Speaking at the annual session of Automotive Components Manufacturers Association (ACMA), Gadkari, the Minister for Road Transport and Highways, said within two years, the cost of EVs will be the same with their petrol and diesel counterparts.
“First of all, I am not against any subsidies. I don’t have any problem,” Gadkari said when asked if more incentives were needed to accelerate electric mobility as adoption in India has not been as expected.
Elaborating his views, he said at one point the price of the lithium ion battery was USD 150 per kilowatt hour. Now it is something USD 108 to 110 per kilowatt hour. “I am confident it will come to USD 100,” he asserted.

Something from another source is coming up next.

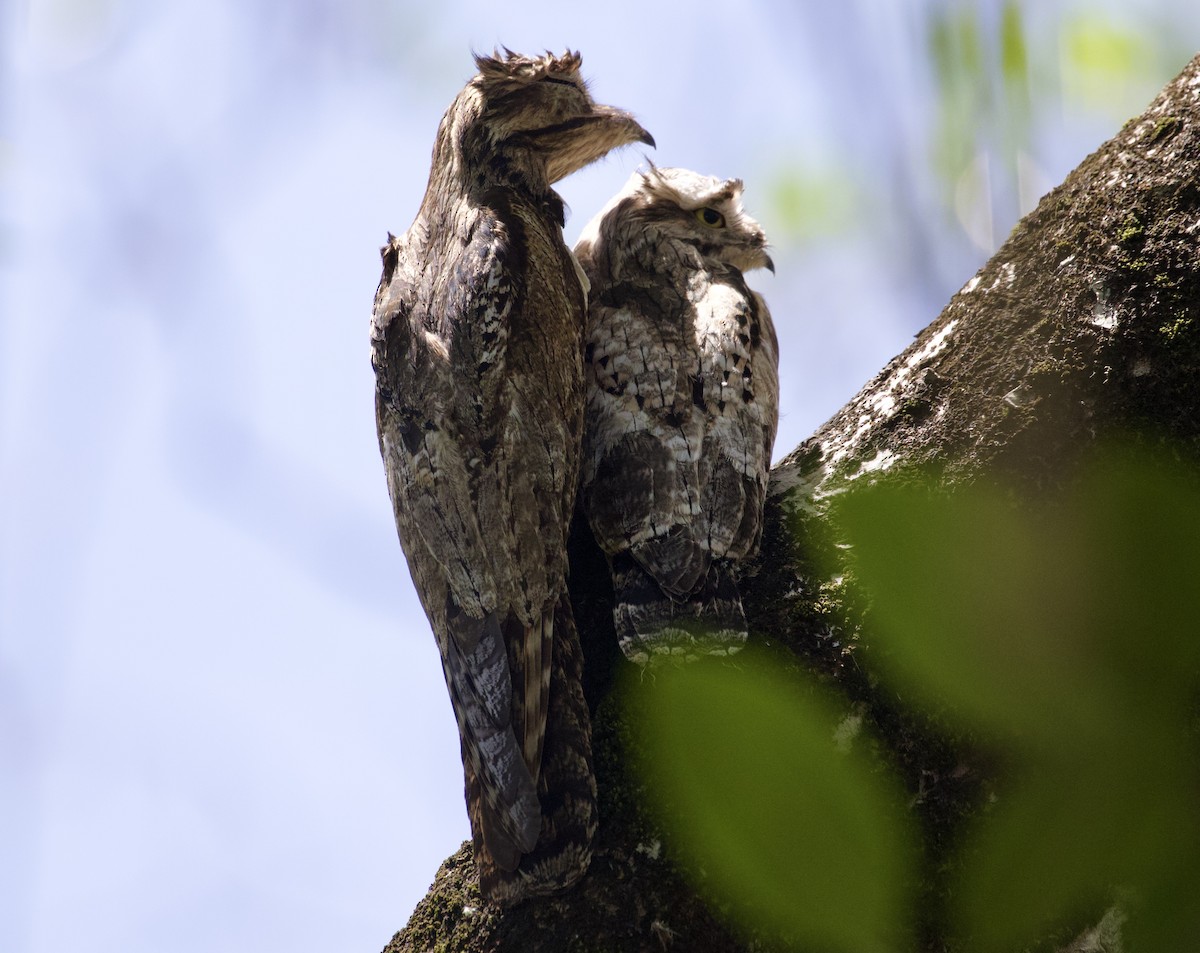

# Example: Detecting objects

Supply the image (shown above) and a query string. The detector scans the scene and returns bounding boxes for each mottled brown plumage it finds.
[371,50,652,903]
[575,167,779,664]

Moreover, he said the manufacturing of EVs has witnessed an increase in volume terms.
“My assessment was that without subsidy, you can maintain that cost (of EVs) because the cost of production is less,” Gadkari said.
He further said, “I feel that within two years, the cost of the petrol vehicle and the diesel vehicle will be the same as electric.”
On incentives to EVs, HE said still if the finance minister and the heavy industries minister, if they want to give subsidies it will be beneficial for the automotive industry. “I don’t have any problem. I will not oppose that,” he asserted.